I have spent most of my life behaving myself.  Doing the conventional and achieving success in a traditional way.  Not that there is anything wrong with that.  In fact, it has all turned out just fine.

However, the question remains whether I would have achieved even more and/or had more fun if I had allowed myself to be more outrageous.  Not in the absolute sense but relative to my own self.

What if I had taken more risk?  Talked myself out of fewer things (in the context of pursuing dreams)?  More acts of commission rather than omission?  What if I had done more experimenting, and spent less time being afraid to be wrong or to fail?

What if I had embraced “failing forward” sooner?  I have to thank former colleague and strategic consultant Eric Best for introducing me to the term.  “Fail forward” perfectly captures the sentiment that it is important to “go for it”; that failure is necessary for success and never failing means we aren’t trying hard enough.  We all fail at some time or another, and the important thing is to always fail in a forward direction – by pursuing a goal rather than talking oneself out of trying.  At the behest of some others, I have tempered this to refer to it as “experiment forward”, but either way, the idea is the same.
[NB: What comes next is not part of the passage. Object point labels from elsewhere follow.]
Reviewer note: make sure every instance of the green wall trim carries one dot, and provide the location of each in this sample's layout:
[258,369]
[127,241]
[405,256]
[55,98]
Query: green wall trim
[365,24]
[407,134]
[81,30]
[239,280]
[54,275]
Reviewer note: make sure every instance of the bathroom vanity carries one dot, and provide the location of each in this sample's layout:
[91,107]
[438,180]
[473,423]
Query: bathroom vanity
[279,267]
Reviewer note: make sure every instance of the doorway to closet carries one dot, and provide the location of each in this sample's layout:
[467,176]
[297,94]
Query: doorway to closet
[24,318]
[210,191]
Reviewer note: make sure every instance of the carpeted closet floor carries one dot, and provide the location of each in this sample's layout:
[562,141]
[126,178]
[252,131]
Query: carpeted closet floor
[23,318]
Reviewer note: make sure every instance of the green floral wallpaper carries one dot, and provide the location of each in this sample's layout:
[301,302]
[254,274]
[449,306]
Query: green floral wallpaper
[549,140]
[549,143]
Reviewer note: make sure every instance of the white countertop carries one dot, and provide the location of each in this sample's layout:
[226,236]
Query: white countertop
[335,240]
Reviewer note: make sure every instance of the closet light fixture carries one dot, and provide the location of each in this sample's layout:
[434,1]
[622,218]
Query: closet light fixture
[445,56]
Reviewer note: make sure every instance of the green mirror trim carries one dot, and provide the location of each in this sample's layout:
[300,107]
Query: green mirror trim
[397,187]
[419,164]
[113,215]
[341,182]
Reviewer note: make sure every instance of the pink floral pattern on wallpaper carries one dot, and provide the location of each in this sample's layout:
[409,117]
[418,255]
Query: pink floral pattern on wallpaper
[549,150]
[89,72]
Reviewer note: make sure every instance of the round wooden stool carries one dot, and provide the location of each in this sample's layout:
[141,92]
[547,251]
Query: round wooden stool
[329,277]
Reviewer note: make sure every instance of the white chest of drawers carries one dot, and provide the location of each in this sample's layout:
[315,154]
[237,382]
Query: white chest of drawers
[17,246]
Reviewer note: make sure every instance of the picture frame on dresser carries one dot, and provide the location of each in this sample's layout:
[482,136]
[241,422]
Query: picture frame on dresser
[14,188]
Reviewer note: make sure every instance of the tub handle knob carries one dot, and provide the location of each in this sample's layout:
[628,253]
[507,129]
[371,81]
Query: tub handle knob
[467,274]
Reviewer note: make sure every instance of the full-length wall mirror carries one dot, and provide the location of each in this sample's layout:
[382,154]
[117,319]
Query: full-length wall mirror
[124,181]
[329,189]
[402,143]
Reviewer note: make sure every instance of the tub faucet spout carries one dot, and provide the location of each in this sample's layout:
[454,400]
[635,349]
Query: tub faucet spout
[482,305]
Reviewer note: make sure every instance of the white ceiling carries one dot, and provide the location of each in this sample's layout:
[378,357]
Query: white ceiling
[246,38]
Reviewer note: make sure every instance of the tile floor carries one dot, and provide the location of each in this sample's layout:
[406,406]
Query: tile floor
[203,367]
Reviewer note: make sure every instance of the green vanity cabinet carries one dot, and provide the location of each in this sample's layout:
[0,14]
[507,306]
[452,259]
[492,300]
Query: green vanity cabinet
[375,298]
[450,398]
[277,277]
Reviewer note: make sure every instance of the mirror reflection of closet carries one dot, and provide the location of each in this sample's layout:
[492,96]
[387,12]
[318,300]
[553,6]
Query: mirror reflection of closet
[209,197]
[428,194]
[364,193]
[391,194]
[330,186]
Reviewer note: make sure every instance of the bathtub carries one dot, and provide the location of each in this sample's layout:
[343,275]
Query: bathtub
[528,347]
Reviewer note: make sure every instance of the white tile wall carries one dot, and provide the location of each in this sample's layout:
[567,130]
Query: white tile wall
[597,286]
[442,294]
In this next phase of my career, I am being fearless.  I am “experimenting forward” and yes, even “failing forward”.  Not enough quite yet, as decades of habit require time to change, but I am “coming along nicely” as my husband tells me.
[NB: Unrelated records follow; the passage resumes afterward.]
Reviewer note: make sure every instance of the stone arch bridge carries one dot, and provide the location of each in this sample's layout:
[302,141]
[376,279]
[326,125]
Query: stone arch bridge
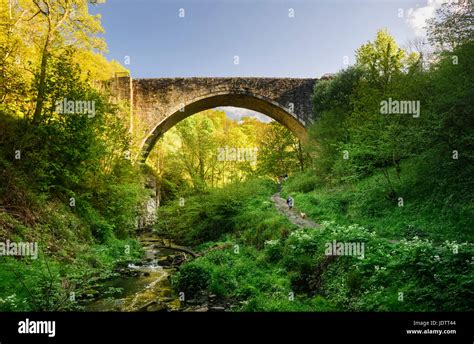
[158,104]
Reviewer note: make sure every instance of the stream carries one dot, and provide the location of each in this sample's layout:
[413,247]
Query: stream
[144,286]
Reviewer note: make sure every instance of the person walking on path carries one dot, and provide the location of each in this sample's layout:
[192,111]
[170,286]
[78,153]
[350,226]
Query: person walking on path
[290,202]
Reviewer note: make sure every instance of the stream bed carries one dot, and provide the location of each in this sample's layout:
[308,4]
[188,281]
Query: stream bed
[143,286]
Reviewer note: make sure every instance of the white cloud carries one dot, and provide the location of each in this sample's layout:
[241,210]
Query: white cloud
[416,17]
[236,113]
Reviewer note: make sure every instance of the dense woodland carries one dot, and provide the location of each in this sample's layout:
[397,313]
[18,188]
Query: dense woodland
[401,183]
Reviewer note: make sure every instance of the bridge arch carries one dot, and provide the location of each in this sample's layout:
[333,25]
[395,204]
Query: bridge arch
[237,98]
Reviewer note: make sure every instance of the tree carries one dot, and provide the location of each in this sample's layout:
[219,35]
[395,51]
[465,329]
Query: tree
[452,26]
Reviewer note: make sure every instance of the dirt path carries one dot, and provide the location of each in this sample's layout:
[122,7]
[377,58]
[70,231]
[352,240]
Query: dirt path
[292,215]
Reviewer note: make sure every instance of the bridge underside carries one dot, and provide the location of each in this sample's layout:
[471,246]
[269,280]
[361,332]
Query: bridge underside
[159,104]
[241,99]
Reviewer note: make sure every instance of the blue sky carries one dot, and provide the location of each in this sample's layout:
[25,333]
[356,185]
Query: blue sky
[267,41]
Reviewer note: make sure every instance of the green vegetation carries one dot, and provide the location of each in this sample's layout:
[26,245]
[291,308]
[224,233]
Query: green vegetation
[65,184]
[387,166]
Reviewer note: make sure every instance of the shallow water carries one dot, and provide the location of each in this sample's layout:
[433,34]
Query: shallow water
[149,284]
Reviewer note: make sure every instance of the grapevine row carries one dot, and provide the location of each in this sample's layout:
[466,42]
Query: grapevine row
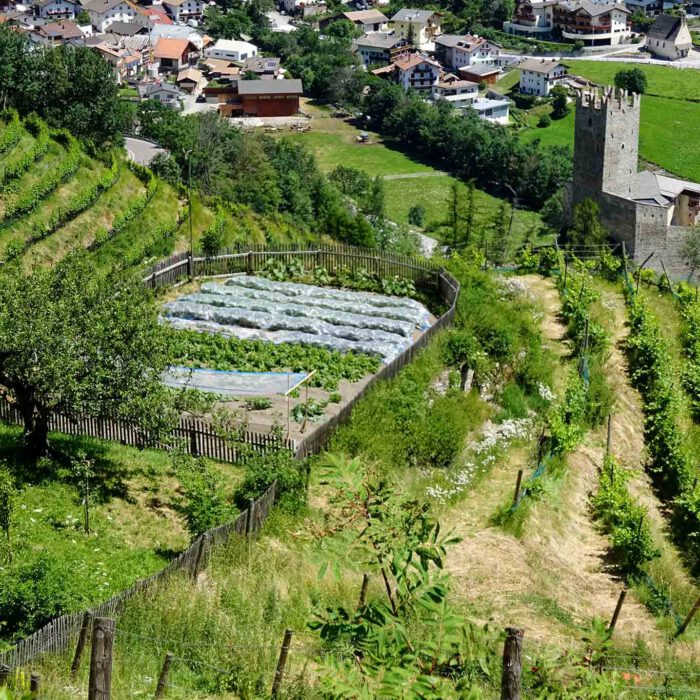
[38,128]
[32,197]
And so, I am starting a new part of my blog to celebrate those who have done something outrageous within their own context and stayed true to who they are.  Outrageous, after all, is in the eye of the beholder, and what seems outrageous in the conventional context may turn out to be just what the world needs us to be.  At least we will be true to ourselves.

Actually, the genesis of this “outrageous” theme comes from a conversation I had a few months ago with Owen Marcus, a friend and coach who helps men be the best they can be (by the way, it works for women too!).  After hearing about my efforts to become fearless, he suggested that I do something I would consider outrageous every day and write about that.

As I work up to that grander ambition, this blog theme of celebrating others who have done “outrageous” is about as close as I can get to it right now.  Owen, does this “baby step” qualify as my outrageous act for today?